Paddle and mud bath on sunny warm afternoon

Boy, it’s been a long winter! But today just had it. Billy and I stretched aviary wire over the new chicken yard run. The sun was warm, it all went well, we got the wire tight, ready for the big day on Friday when we’ll tear down the old coop and move the little flock. (The rooster is a pistol; he runs things with a flair, and looks out for his girls. He calls them over for food, picks it up and drops it for them.)

I went for a paddle around 3. Paddling has been generally cold and/or windy, and water cold from Spring winds, but today it was warm, and warmer as I made my way down a channel in the lagoon. Water glassy and green. A seagull was tearing at a dead fish on the bank and didn’t budge when I came within 10 feet. I’ve been appreciating seagulls lately; they’re strong, ultra-resourceful, many quite beautiful, whi=te, yellows, black.

Perfect day for a mud bath. I pulled up to the grassy bank, stripped, got warm in the sun and then plastered myself with the gooey black mud. The stuff is like cream. All over, all body parts I could reach. Stood in the sun a while, the glory of being all alone out in the sunshine, no humanoids in sight. Then washed it off, paddled back to my truck.

There were a dozen kids playing on the mud flats, hooting, running, goofing.
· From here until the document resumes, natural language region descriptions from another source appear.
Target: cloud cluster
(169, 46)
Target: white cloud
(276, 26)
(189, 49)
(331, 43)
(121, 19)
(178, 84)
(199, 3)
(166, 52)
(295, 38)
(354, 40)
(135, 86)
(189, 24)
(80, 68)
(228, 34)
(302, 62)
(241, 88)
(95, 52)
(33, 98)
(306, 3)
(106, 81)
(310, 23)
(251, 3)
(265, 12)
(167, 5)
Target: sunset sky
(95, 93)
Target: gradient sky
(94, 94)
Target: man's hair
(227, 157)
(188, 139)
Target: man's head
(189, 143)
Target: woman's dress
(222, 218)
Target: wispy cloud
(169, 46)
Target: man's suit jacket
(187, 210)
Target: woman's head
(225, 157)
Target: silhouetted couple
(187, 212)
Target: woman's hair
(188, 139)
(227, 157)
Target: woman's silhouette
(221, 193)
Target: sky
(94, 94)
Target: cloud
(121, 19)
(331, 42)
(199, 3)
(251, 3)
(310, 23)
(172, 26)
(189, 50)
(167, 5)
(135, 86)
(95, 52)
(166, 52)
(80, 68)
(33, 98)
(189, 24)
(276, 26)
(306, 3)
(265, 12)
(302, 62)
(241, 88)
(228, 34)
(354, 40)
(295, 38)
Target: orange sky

No cell phones or video games, just mud and water. They were having so much fun. Perfect day.

About Lloyd Kahn

Lloyd Kahn started building his own home in the early '60s and went on to publish books showing homeowners how they could build their own homes with their own hands. He got his start in publishing by working as the shelter editor of the Whole Earth Catalog with Stewart Brand in the late '60s. He has since authored six highly-graphic books on homemade building, all of which are interrelated. The books, "The Shelter Library Of Building Books," include Shelter, Shelter II (1978), Home Work (2004), Builders of the Pacific Coast (2008), Tiny Homes (2012), and Tiny Homes on the Move (2014). Lloyd operates from Northern California studio built of recycled lumber, set in the midst of a vegetable garden, and hooked into the world via five Mac computers. You can check out videos (one with over 450,000 views) on Lloyd by doing a search on YouTube:

One Response to Paddle and mud bath on sunny warm afternoon

  1. There's nothing like playing in mud. Our most enjoyable days as kids were the days we could talk a parent into letting us make a "river" in the backyard. We'd get the water going and spend hours digging a river through the mud in the yard. We'd make boats out of leaves and sticks and wallow in the mud. Great fun! I'm always happy to see kids enjoying the simple pleasures of life…a river, a beach, a hill, sand castles, mud, sunshine. We just need to get our kids out there; they'll find a way to have fun.